ESTAMOS acostumbrados a hablar de Diógenes como un ser que vivió en un tonel en el que guardaba lo único que consideraba imprescindible. Y que tenía aquella casa porque la podía transportar a donde quería. Decimos que tienen síndrome de Diógenes aquellas personas que guardan en casa muchas cosas, la mayor parte de ellas inservibles, que además pueden encontrarse en malas condiciones y provocan una situación que puede ser susceptible de perjudicar la salud. De vez en cuando, encontramos una noticia que informa sobre una persona a la que los servicios sociales han hecho el favor de limpiar su casa de cosas inservibles o de basura para que pueda sobrevivir. Todo por su bien. Si extendemos la parábola a nuestra madre Tierra quizá podamos identificarnos porque la estamos llenando de tanta porquería, de tantas cosas inservibles, que deberíamos crear un servicio social de conciencia colectiva que lo evitase. Pero eso es otra historia.
Sin embargo, en estos días resulta más interesante la actitud del filósofo griego en otra disposición más provocativa aún para nuestro tiempo. Diógenes recorrió las calles de Atenas con un farol encendido y se dirigía a la gente desesperado porque decía que no encontraba una sola persona justa, honesta, con un sentido ético de la vida. Ese síndrome de Diógenes, esa preocupación por encontrar una persona honrada, no nos interesa.
Vivir en la mentira es nuestro deporte. Hay países en los que muchos jóvenes no tienen acceso a la educación y tienen un índice alto de analfabetismo. La corrupción está muy extendida entre clases dirigentes que no tienen la honestidad y la capacidad de solidaridad de aquellas personas a las que se considera ignorantes. ¿Dónde se encuentra la mayor ignorancia?
Aquí, en nuestro contexto, las clases vinculadas a la partitocracia no parecen ser analfabetas en conocimientos, pero lo son desde el punto de vista moral. El problema es que también se encuentra en esta situación una población muy amplia que ha pasado por procesos educativos más o menos acertados pero ha llegado a unos niveles que permiten juzgar y despreciar al resto.
Se desprecia y se juzga a generaciones anteriores, y a los progenitores actuales, a quienes se considera menos formados. Pero esos juicios no se hacen con justicia, porque a veces se hacen sin ver más allá de la nariz y muchas personas se preocupan solamente por lo suyo. ¿No es eso una manifestación de ignorancia? ¿Tenemos una visión moral del mundo? Juzguemos con dureza a aquellos miembros de la clase política que han dejado los pelos en la gatera, pero miremos también nuestro ombligo y los de nuestro alrededor. ¿Encontraría Diógenes muchas personas con su linterna de fuego?
Lo triste es que los parlamentos y las sedes de los partidos políticos -desde donde se debe pulir y dar esplendor a la justicia- no son estancias donde Diógenes encontraría muchas personas con sentido de la honradez y de la justicia. Cuando se habla de que son los sabios quienes deben gobernar, no se está planteando que dirijan un país quienes más títulos universitarios tienen, sino quienes mejor saben distinguir los límites entre el bien y el mal, quienes tienen mayor sentido ético. Claro que insinuar que no existe el bien o el mal, o presumir incluso de amoralidad, es un ejercicio de superficialidad intelectual que nos ha traído estos lodos.

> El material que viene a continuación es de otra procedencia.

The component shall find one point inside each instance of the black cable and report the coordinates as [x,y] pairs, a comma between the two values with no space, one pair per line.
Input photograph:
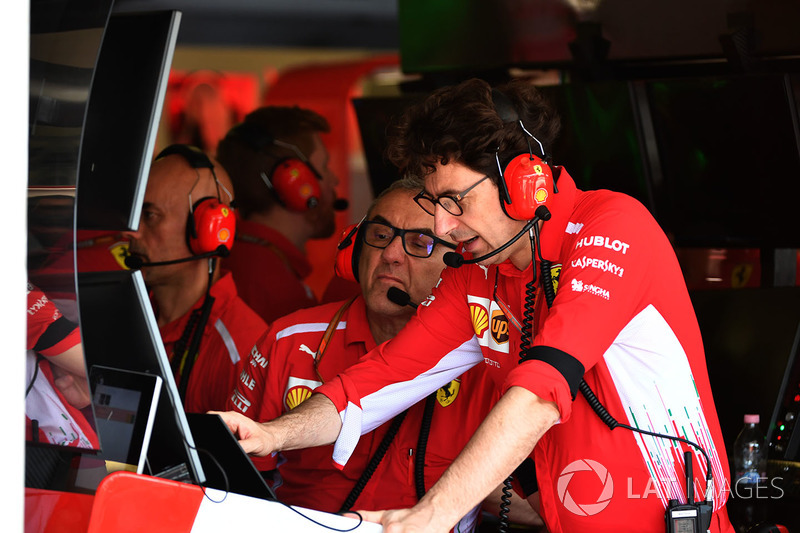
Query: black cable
[373,463]
[612,423]
[422,445]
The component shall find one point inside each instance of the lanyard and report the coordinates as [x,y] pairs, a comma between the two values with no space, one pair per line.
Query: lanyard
[326,337]
[496,297]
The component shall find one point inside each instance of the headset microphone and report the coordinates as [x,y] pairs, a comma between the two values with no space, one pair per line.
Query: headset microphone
[134,262]
[400,297]
[455,260]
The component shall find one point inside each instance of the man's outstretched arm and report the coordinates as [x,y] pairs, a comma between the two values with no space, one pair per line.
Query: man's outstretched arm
[312,423]
[504,439]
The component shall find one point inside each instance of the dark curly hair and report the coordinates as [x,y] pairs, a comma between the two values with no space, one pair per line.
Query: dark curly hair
[459,124]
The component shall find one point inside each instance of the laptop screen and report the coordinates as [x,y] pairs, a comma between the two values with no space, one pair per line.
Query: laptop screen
[226,465]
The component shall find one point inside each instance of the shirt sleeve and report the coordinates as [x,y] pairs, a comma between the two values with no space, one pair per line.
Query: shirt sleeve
[49,332]
[435,347]
[606,268]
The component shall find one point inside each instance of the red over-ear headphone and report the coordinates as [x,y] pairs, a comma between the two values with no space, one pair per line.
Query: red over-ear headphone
[293,180]
[347,253]
[211,223]
[295,183]
[527,181]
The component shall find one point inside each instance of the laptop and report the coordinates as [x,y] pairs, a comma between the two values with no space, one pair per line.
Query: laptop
[226,465]
[124,404]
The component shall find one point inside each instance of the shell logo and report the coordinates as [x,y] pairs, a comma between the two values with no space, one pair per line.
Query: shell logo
[297,395]
[306,190]
[603,499]
[480,318]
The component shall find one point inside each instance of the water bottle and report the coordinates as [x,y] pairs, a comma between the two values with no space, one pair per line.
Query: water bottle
[750,454]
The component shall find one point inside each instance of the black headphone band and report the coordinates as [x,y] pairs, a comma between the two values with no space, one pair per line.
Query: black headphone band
[193,155]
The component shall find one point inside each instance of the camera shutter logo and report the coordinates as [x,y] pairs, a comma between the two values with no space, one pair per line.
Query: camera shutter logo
[603,499]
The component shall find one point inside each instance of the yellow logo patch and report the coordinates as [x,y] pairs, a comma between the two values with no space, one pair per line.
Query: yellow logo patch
[555,273]
[447,394]
[297,395]
[499,327]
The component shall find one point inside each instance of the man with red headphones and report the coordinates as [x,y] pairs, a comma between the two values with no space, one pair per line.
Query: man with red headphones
[392,248]
[279,166]
[187,223]
[561,291]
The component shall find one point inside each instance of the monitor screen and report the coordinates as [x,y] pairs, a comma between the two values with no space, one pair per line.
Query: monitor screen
[748,336]
[122,118]
[374,117]
[728,152]
[599,143]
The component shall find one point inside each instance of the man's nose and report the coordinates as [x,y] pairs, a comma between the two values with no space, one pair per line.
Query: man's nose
[443,221]
[394,251]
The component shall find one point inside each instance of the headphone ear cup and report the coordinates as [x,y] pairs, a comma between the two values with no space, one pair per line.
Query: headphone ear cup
[346,264]
[211,224]
[296,184]
[528,183]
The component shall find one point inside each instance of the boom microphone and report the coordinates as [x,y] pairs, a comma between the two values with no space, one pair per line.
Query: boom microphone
[455,260]
[400,297]
[134,262]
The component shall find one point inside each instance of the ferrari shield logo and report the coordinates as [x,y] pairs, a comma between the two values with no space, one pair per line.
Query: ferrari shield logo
[555,273]
[447,394]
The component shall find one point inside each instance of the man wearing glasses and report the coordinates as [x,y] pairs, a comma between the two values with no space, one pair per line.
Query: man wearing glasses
[392,466]
[620,333]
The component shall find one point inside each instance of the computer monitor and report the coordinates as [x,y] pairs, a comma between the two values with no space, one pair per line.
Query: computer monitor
[119,330]
[729,155]
[130,82]
[749,337]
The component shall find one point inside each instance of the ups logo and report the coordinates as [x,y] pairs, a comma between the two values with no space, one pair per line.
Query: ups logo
[447,394]
[499,327]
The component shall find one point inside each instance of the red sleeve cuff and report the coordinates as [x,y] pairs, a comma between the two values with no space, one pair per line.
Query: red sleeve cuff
[334,390]
[545,382]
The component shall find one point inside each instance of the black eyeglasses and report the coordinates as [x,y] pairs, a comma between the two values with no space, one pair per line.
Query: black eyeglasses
[450,202]
[416,244]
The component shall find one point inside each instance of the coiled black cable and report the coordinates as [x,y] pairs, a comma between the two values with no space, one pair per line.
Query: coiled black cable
[422,445]
[373,463]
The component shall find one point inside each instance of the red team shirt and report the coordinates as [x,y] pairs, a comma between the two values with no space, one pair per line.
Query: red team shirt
[231,330]
[269,271]
[280,374]
[49,334]
[622,309]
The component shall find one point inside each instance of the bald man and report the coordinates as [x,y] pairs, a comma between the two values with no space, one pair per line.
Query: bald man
[206,328]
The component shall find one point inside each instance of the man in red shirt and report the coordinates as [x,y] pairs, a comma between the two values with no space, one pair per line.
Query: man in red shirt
[311,346]
[563,291]
[57,388]
[279,167]
[205,326]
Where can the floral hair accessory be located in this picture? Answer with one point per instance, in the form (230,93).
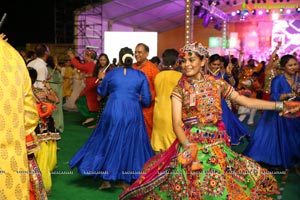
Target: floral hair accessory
(195,47)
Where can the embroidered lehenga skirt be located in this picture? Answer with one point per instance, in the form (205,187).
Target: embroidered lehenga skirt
(217,172)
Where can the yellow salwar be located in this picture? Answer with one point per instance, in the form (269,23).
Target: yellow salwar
(162,133)
(18,119)
(67,74)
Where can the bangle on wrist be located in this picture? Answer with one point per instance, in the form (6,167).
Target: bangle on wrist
(279,106)
(186,143)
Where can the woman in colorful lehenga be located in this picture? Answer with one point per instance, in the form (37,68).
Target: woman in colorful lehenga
(46,132)
(200,163)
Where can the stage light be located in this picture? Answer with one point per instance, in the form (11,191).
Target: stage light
(205,20)
(218,25)
(281,10)
(275,16)
(197,10)
(202,13)
(245,12)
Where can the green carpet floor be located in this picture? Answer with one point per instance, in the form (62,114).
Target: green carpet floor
(69,185)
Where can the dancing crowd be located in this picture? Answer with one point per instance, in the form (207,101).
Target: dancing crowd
(172,122)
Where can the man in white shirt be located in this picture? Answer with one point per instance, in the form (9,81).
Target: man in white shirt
(40,64)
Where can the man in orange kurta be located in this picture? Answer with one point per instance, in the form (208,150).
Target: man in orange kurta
(150,70)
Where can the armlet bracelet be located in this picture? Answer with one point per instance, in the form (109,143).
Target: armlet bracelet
(279,106)
(185,143)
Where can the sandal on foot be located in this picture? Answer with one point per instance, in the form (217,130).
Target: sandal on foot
(105,185)
(122,185)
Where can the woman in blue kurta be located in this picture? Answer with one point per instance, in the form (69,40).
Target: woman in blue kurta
(234,127)
(276,140)
(119,145)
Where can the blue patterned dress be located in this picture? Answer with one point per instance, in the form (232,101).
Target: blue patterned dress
(276,140)
(119,146)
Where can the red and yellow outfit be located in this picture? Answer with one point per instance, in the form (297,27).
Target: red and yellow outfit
(150,70)
(215,171)
(90,90)
(18,119)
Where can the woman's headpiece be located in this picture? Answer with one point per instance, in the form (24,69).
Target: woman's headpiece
(195,47)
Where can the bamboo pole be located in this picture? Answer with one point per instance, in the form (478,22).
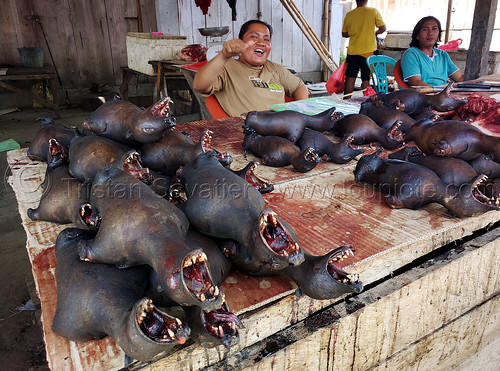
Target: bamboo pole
(310,30)
(448,21)
(326,23)
(323,57)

Menos mal que sigue habiendo núcleos significativos de personas y colectivos con los que Diógenes se podría sentar porque habría encontrado el sentido de la honradez, que es consecuencia de los valores éticos. El derecho, a veces, consigue que una determinada justicia ponga diques a las agresiones y a los latrocinios, pero un conocimiento exhaustivo de los vericuetos legales para burlar a la justicia también nos lleva a identificar tristemente lo legal con lo moral.
Sufrimos un analfabetismo ético, a pesar de esa pinta de sabiduría que imprime a muchas caras el photoshop mediático. El conocimiento ético es el germen de la sabiduría, que no es otra cosa que elegir en libertad y poner la luz en la herida para curarla, no para hurgar en ella y hacer más daño.

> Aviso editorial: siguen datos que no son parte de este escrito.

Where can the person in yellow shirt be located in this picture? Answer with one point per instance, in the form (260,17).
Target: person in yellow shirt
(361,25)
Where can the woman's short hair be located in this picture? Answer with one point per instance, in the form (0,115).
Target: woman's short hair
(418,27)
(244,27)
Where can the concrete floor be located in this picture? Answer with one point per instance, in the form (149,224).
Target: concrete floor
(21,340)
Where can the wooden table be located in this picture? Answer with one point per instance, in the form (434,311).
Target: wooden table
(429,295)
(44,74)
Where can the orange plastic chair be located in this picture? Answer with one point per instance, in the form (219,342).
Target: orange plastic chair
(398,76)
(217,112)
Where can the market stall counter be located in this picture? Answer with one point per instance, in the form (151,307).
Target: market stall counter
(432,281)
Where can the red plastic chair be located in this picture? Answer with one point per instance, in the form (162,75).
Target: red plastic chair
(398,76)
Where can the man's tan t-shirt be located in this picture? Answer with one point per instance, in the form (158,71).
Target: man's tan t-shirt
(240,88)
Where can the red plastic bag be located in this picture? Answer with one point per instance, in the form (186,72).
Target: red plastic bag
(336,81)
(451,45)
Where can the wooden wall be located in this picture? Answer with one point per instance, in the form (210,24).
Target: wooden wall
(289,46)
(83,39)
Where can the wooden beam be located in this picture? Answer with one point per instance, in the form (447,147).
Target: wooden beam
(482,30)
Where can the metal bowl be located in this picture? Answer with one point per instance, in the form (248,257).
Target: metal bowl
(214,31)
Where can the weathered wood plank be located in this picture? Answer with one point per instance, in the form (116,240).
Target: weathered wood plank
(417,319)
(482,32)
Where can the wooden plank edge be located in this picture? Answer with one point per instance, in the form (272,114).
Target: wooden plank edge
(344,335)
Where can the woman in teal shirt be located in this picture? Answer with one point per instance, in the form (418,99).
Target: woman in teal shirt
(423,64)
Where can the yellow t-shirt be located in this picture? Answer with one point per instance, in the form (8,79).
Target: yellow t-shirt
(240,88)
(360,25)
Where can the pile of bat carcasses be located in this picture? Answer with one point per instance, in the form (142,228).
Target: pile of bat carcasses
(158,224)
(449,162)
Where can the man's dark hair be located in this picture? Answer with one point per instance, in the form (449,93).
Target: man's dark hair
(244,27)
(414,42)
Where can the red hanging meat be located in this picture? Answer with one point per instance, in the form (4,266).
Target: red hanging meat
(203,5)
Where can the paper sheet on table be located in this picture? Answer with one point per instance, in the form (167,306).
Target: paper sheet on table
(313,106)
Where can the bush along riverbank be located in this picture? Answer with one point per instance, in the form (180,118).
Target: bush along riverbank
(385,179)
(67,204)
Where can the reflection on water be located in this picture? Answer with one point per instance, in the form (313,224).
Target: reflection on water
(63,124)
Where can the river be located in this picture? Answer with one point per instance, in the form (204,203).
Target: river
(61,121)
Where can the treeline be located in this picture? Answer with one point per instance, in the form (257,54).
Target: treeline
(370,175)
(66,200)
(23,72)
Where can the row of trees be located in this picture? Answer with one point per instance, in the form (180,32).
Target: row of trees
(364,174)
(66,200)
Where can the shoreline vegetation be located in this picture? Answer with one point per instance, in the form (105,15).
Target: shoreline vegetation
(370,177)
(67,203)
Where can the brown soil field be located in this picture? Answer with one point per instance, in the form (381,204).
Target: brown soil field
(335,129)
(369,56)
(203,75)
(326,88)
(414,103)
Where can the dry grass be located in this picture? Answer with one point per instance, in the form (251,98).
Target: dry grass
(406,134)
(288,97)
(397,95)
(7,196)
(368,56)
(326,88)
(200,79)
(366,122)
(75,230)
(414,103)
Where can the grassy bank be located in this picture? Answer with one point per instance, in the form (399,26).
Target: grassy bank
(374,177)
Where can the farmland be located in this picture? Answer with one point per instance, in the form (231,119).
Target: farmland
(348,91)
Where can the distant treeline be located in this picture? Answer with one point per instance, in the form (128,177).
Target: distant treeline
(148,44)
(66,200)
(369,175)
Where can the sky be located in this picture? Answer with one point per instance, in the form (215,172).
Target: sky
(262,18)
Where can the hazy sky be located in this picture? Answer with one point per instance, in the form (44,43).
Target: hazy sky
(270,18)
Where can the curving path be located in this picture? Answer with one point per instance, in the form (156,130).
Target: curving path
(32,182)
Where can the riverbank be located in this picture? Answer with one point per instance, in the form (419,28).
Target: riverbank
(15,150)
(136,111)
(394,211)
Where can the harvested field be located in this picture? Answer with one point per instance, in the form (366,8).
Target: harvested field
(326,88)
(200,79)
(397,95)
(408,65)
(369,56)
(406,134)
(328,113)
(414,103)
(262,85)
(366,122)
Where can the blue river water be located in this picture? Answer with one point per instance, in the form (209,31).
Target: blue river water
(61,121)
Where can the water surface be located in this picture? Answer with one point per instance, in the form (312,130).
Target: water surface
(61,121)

Nos asusta ver la basura amontonada en nuestras casas o en los lugares públicos y nos asusta quien se acostumbra a ella, pero no tenemos miedo a convivir con esta otra incoherencia interior que pone oídos sordos a no mentir, no robar, no matar, no hacer a otras personas lo que no deseo que me hagan a mí, y no queremos que venga nadie con su linternita para dar la vara.